Bill Ford, executive chairman of Ford Motor Co., worries about traffic gridlock on a global basis.
Zhengrong Shi, chairman and chief executive of China’s Suntech Power Holdings, one of the world’s largest solar panel companies, wonders whether “perhaps there’s too much democracy” in the U.S., making it difficult for the nation to adopt a coherent and consistent industrial policy.
“There are no decisions being made,” he said. “It’s like in a company. Sometimes you hear all the voices. The CEO knows what the right decision is and sometimes they just want to bang the table and say, ‘Let’s do it.’”
Some lamented the lack of notable ‘home run’ technological breakthroughs in renewable energy and related science. Other cautioned patience, saying the technological progress has been remarkable and the overall task enormous.
Cost remains a major issue for alternative energy and green transportation, though as oil and gasoline prices skyrocket because of upheaval inthe Middle East perhaps the overall market is again ready to shift.
“Scale and incremental improvement have won the day,” said Mark Pinto, eexecutive vice president at Applied Materials. Nowehere is that manufacturing scale more evident than in China.
Such is just a small sampling of the diversity of informed opinion expressed at the just-concluded Wall Street Journal conference called ECO:nomics, Creating Environmental Capital. There’s a section of today’s Journal devoted to coverage of the conference.
To a layman observer, the whole field still feels wide open, changeable in the case of a big scientific advance, and exciting.
Vinod Khosla, managing partner at a venture capital firm bearing his name (Khosla Ventures), lameneted what he called the “incumbency capitalism” that exists in the U.S., where Washington tax and other business policies are influenced by those in existing industries. “We don’t support innovative capitalism,” he said.

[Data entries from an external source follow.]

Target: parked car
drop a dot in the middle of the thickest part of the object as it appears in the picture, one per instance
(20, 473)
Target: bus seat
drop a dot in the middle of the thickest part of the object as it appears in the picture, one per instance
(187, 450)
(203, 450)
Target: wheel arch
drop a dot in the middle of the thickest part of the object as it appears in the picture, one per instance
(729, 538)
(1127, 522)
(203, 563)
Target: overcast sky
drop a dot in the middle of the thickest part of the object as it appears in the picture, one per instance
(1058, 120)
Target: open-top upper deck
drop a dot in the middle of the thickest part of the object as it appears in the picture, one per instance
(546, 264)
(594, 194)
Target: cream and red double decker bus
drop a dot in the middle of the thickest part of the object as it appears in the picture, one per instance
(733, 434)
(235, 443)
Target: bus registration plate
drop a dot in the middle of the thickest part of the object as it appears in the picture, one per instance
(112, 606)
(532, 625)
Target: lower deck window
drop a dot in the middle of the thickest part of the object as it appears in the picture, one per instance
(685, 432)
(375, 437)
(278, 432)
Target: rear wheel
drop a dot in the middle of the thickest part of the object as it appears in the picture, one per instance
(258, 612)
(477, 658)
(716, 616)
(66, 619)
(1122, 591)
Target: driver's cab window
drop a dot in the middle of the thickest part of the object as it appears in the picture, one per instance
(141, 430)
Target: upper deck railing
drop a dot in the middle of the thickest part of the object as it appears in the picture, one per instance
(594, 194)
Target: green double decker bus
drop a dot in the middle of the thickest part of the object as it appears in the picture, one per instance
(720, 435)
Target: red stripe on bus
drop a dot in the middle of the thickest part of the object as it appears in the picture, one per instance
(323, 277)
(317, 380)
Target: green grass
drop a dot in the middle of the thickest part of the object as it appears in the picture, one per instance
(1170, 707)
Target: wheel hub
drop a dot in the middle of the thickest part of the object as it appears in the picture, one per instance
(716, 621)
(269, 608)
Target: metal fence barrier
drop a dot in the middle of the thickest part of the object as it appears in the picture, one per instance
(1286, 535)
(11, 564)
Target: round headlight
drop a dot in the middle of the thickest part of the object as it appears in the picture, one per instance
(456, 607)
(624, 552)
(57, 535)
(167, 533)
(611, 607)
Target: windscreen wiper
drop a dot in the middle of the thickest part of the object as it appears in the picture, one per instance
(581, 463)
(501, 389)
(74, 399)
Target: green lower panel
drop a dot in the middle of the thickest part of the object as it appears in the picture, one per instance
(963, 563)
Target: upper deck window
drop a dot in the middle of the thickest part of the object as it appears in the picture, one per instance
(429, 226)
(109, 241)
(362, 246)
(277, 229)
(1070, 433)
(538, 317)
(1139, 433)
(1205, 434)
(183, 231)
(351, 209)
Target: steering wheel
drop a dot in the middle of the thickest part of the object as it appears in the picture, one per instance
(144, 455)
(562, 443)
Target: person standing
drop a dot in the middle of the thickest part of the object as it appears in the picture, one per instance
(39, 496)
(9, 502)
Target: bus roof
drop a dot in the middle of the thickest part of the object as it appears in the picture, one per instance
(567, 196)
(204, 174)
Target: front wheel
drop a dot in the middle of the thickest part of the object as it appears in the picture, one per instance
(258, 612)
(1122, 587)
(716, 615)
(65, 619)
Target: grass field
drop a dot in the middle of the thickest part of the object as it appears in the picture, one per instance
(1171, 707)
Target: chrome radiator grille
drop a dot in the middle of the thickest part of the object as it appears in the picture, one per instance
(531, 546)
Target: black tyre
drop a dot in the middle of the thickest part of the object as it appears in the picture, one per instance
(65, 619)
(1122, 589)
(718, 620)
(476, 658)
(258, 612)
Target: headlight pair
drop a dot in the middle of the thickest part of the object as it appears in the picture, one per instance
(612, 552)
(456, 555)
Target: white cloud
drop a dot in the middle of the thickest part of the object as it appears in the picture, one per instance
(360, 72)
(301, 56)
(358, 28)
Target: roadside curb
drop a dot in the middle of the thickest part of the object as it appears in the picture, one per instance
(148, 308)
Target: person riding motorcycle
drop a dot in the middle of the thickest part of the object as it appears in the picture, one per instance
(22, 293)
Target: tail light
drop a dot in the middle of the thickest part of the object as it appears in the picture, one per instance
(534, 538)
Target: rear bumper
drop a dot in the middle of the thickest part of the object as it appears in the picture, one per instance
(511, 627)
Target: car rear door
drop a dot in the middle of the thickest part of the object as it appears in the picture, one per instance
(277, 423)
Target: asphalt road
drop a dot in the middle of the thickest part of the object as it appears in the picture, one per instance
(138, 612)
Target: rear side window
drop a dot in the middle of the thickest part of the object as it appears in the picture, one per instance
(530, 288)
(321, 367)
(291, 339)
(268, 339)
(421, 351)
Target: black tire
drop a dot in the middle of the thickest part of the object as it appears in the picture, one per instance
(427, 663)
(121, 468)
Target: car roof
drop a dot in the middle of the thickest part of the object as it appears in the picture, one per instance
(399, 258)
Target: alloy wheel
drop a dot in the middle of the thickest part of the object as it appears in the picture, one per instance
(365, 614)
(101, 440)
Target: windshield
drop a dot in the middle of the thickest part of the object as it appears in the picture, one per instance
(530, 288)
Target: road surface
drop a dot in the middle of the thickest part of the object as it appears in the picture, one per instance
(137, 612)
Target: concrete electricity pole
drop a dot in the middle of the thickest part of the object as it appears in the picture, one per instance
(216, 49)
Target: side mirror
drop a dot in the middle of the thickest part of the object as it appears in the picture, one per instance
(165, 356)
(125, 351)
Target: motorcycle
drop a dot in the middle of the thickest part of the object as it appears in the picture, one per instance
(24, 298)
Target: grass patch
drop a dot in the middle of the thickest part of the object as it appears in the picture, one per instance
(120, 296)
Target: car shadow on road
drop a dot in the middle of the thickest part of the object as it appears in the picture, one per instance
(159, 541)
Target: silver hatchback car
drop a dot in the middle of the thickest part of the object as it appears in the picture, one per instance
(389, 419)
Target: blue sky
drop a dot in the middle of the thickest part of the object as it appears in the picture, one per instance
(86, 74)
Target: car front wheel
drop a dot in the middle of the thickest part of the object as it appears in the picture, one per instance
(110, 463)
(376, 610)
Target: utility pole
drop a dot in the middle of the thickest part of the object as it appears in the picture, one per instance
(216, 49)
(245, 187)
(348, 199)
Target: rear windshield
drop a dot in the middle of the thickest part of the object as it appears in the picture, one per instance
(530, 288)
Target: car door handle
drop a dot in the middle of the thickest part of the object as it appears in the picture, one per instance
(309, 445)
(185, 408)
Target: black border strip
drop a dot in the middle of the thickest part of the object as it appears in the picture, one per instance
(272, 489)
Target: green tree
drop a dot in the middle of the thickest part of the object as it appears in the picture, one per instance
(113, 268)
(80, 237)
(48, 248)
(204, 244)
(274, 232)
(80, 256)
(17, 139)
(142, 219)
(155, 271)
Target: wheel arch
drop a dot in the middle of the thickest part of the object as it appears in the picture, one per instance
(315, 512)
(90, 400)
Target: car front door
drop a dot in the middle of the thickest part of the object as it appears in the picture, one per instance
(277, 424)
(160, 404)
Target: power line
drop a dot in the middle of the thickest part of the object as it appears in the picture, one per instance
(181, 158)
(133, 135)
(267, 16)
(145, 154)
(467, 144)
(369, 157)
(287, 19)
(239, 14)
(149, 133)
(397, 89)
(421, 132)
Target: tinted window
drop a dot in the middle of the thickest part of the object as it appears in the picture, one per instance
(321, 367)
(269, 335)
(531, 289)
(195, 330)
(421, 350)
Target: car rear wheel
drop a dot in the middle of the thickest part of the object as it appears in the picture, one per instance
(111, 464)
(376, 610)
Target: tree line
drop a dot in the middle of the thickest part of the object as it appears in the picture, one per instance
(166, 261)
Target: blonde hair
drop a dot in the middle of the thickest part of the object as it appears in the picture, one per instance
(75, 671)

When Bill Ford talked about his company’s strategies, he said Ford has made “a big bet on electric,” but has to stay nimble because there’s no good way now to gauge ultimate consumer desires and technological change.
(Interesting factoid from Bill Ford: before the advent of Ford’s Model T, one-third of American cars in those early days were electric.)
On the coming global gridlock as car buying takes off in large emerging nations, most notably China, Bill Ford foresees a ”fundamental economic growth issue” and “ultimately a human rights issue.”
His important rhetoric questions linger. In an urbanizing and gridlocked world, “How do you move food? How do you move health care?”
Food was also on the agenda, as there’s increased worry about global supply. So was wind power, solar, nuclear, coal and natural gas.
“I really think the diet we’re eating in America is killing us,” said John Mackey, co-chief executive of Whole Foods Market. Americans will have to change their diets if we are to solve the health care cost crisis. There are too many “lifestyle” diseases, said Mackey, including heart disease and stroke.
Haley Barbour, the Republican governor from Mississippi, who some think will be a candidate for his party’s 2012 presidential nomination, talked about the fruits of state government incentives for getting businesses to locate and create jobs. Green companies don’t get an advantage over others, and Barbour stood against what he called government “picking winners and losers.”
Asked if incentives put the state taxpayers at risk, Barbour acknowledged there was some but defended a track record he said resulted in a significant increase in the per capita standard of living in his state. At some point, he said, you have to put on “your big boy britches” and make a decision.